LARRY WILKERSON: Well, the National Security Council was created by the 1947 National Security Act to essentially coordinate policy development and execution across those elements, principally the Department of Defense and State, that are concerned with national security. That’s its mission.

PAUL JAY: And what has been the relationship of Dunford and the Head of the DNI to that? If I understand it correctly they are, by law, advisors to the NSC.

LARRY WILKERSON: Yes. They’re statutory advisors and it is essential if you want good decision-making, the founders of the Act thought, that your central intelligence person, in this case now the DNI, and your central military person from the Pentagon, the Chairman of the Joint Chiefs of Staff alone now — used to be the entire Joint Chiefs Committee, it’s now just the chairman – be in on that decision-making. Inform and advise that decision making. That was the intent of the 1947 Act.

PAUL JAY: And normally the DNI head and the Chairman of the Joint Chiefs would normally be regular, if not by statute, at least by practice, permanent members of the NSC?

LARRY WILKERSON: Well, they are by statute advisors to it and, therefore, more or less should be seen as permanent attendees. The only members in the strictest sense are the President, Vice President, Secretary of State and Secretary of Energy.

PAUL JAY: And how unusual is it to have a political advisor, a “chief strategist” at these meetings? My understanding is Karl Rove wasn’t at these meetings under the Bush administration.

LARRY WILKERSON: Unprecedented move. No question that politics often intervenes in national security matters and is discussed. But to have a person so blatantly representative of the political scene in National Security Council meetings on a regular basis, is unprecedented and, frankly, quite stupid.

PAUL JAY: Now, I heard Spicer, the press secretary, in his press conference said that David Axelrod, who played a somewhat similar role as Bannon plays to Obama, was in and out of these meetings. Does that sound true? In this case, why is it such a big deal that Bannon is now “being called a permanent member” even though, by statute, if I understand what you’re saying, he can’t be a statutory permanent member, but I suppose Trump can just say, “Come to every meeting,” and that makes him one.

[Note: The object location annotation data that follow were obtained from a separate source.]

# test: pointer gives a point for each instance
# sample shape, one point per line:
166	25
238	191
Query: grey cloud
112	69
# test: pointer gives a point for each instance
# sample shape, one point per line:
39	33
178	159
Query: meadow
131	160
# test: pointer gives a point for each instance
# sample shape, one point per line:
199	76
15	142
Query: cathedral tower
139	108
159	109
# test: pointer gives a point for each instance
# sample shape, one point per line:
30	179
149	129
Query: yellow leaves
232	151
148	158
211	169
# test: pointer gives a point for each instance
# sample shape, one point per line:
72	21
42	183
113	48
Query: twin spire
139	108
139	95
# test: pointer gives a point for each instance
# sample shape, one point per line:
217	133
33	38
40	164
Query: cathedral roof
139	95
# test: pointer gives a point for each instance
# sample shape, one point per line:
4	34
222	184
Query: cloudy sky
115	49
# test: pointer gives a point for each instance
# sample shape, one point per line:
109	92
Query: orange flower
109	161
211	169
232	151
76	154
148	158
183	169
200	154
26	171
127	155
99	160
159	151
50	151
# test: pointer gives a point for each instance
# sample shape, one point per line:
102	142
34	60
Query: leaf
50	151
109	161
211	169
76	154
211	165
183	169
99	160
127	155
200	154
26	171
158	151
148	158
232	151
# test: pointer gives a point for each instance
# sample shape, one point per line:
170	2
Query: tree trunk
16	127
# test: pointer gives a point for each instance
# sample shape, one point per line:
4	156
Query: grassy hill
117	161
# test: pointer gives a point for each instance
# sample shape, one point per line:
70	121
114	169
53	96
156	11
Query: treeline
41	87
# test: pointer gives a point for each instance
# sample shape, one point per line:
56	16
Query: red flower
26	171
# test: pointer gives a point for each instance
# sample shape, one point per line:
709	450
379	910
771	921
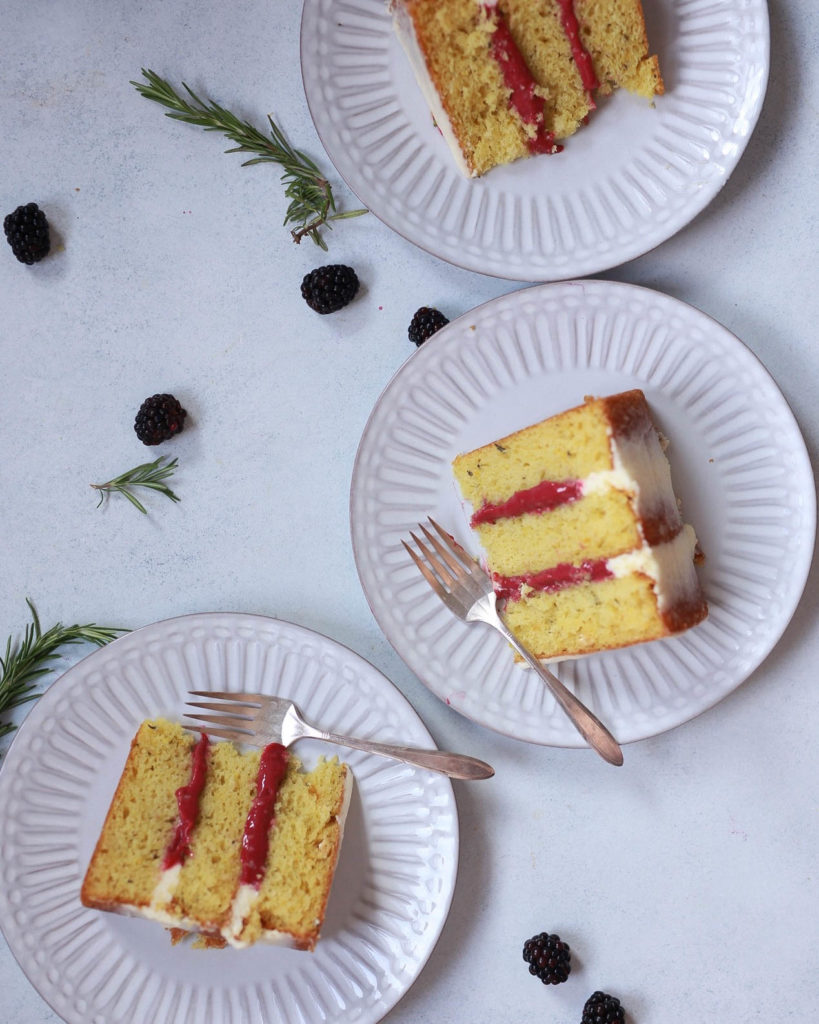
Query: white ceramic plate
623	183
738	462
396	871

LARRY WILKERSON: Any National Security Council, if you’re going to call it that, is statutorily composed. But, at the same time, you can use the word very loosely — most presidents have, as a matter of fact, since World War II — and you can call it whatever you want, The National Security Council. Or you can call it the Executive Committee as John F. Kennedy did, or the Tuesday Luncheon, as Lyndon Baines Johnson did — and restrict or increase its membership, as it were, as you wish.

So it’s strictly to the president’s own wishes how he makes decisions. If he wants to meet them in a boat on the Potomac with a bottle of Jack Daniels, with his buddies by his side, playing poker, that’s fine with the president. If he wants to meet them in a full, formal NSC meeting, like Eisenhower used to do, that’s fine with the president — with that president.

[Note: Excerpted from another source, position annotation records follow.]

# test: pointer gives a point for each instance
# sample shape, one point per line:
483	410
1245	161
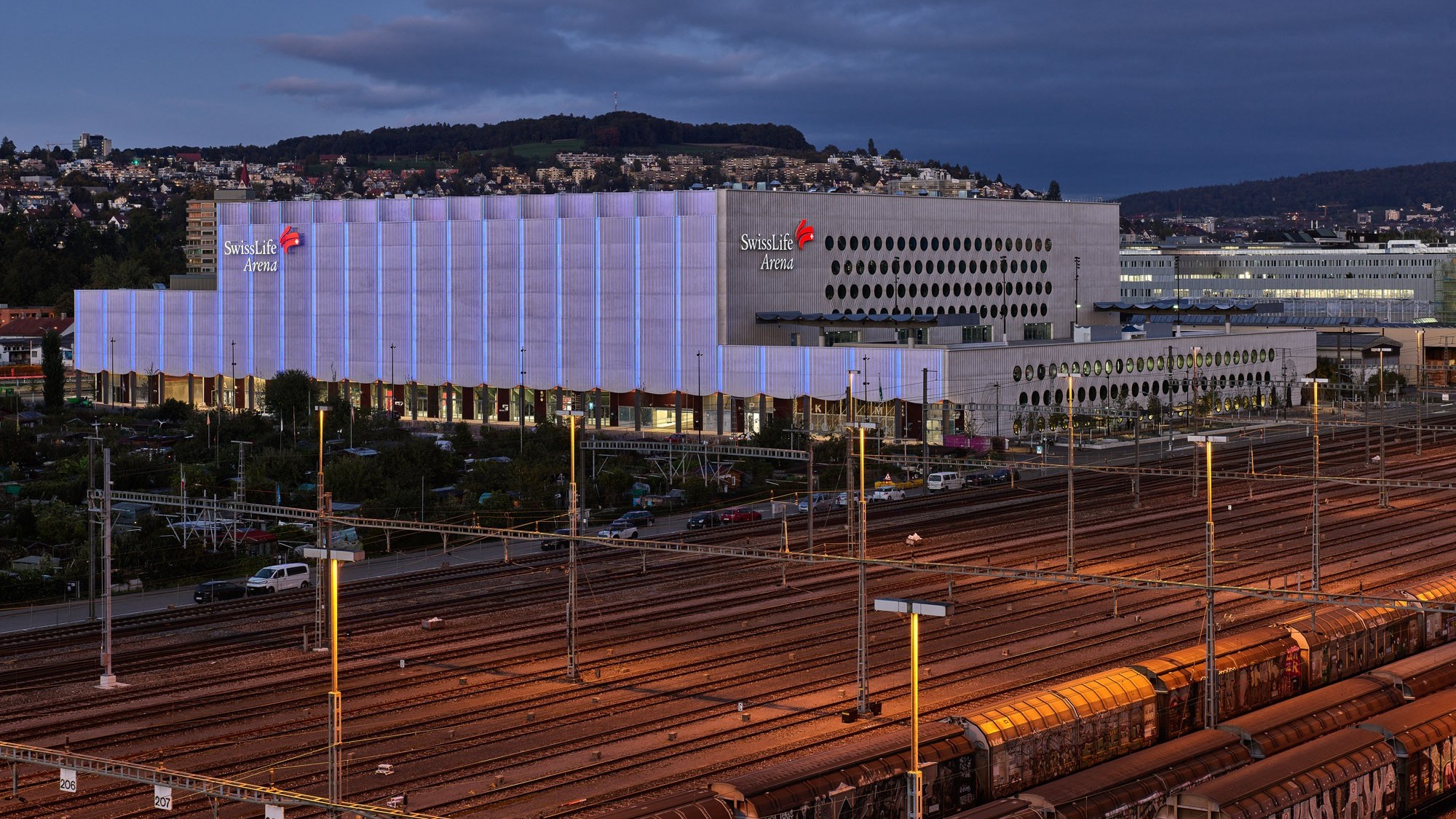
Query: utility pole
91	521
1314	526
1077	295
108	679
1072	496
574	513
1385	491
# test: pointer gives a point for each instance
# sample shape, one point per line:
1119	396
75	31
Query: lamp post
1211	673
1314	526
1198	353
915	609
858	528
1005	292
574	515
521	405
1420	388
1072	496
336	695
1385	491
1077	293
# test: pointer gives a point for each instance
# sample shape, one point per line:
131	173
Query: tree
53	369
290	394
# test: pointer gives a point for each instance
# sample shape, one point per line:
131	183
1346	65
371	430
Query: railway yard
708	670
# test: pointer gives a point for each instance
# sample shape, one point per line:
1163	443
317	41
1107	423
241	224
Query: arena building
669	311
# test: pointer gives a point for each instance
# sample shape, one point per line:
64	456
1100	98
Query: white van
280	579
944	481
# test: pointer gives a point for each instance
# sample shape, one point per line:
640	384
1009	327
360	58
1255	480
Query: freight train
991	755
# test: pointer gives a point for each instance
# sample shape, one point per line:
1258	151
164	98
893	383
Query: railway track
994	539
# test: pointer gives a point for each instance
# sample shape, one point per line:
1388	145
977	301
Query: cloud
355	95
1097	95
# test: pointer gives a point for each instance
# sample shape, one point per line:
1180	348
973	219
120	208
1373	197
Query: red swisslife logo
804	234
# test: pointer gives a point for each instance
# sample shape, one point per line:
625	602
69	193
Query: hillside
1406	187
615	130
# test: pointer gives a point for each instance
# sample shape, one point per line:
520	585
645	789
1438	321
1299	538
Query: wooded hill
1406	187
609	132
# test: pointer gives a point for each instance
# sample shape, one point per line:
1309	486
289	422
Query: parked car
279	579
705	521
620	531
215	590
823	502
640	516
740	515
940	481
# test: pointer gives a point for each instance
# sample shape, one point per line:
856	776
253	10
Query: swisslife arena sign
288	241
778	248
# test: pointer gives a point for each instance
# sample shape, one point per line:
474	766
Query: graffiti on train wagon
1441	767
1368	796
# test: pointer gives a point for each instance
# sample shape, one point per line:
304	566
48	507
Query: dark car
740	515
704	521
215	590
641	518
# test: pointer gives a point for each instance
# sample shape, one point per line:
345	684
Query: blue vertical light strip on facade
191	312
283	289
379	298
561	304
414	295
521	285
637	301
314	305
486	304
596	296
253	285
449	302
678	302
347	323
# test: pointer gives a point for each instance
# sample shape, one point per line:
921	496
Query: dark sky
1106	97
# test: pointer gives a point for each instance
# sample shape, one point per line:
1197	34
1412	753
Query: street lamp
1211	672
1077	293
1072	496
1005	292
1385	491
858	529
232	379
1198	353
915	609
574	515
336	695
1314	528
1420	388
521	404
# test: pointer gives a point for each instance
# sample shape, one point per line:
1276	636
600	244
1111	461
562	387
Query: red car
740	515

So we’re really talking about presidential prerogative here and the president can do whatever he wants to do and Congress be damned. And that seems to be a modus operandi of this particular president. Let me add, I think it’s an extremely dangerous precedent to be setting. I think it foreshadows some real disorganization in foreign and security policy. And I think it foreshadows even more politicization of that foreign and security policy than we’ve had already. And we’ve seen what that’s done, particularly in the George W. Bush administration, and to a certain extent in the Obama administration.

PAUL JAY: Now let me make sure I have this part correct. The Chairman of the Joint Chiefs is selected by the president; it’s confirmed by Senate. It’s a real appointment. He is, in fact, the senior highest ranking military officer, but his job is advisory, but that being said, he has a two-year term and he’s not appointed by Trump, he’s appointed by Obama and still has six or seven months left in his term. So here’s somebody who is not part of the Trump team, Trump doesn’t apparently want him at every meeting, and they’ve had some public disagreements, apparently according to press reports. Dunford considers Russia the number one threat to the United States and Trump, apparently, does not. So there seems to be some real disagreements geopolitically.

Also Dunford severely critiqued Flynn, who is now the National Security Advisor and was head of all this during the transition team, critiqued Flynn’s speech at the Republican convention saying that retired generals shouldn’t be so publicly involved in the partisan political process. So do we think something more than just efficiency is going on here by making Dunford, “optional” at the NSC meetings?

LARRY WILKERSON: I would say yes. And I would say that probably General Dunford will not be asked to serve a second term, and, therefore, will not go back before the Congress for reconfirmation, as did, for example, my boss, Colin Powell, serving a total of four years in office. He will probably be either removed before the seven months are up, at the president’s discretion, a new person appointed and have to be confirmed by the Congress, or he will be allowed to serve out the few months remaining in his first term and then not be reappointed and reconfirmed. That’s my guess anyway.

And, again, I think this beginning of a battle between the generals and admirals and the President of the United States and his selection of only those who agree with him is another very dangerous move.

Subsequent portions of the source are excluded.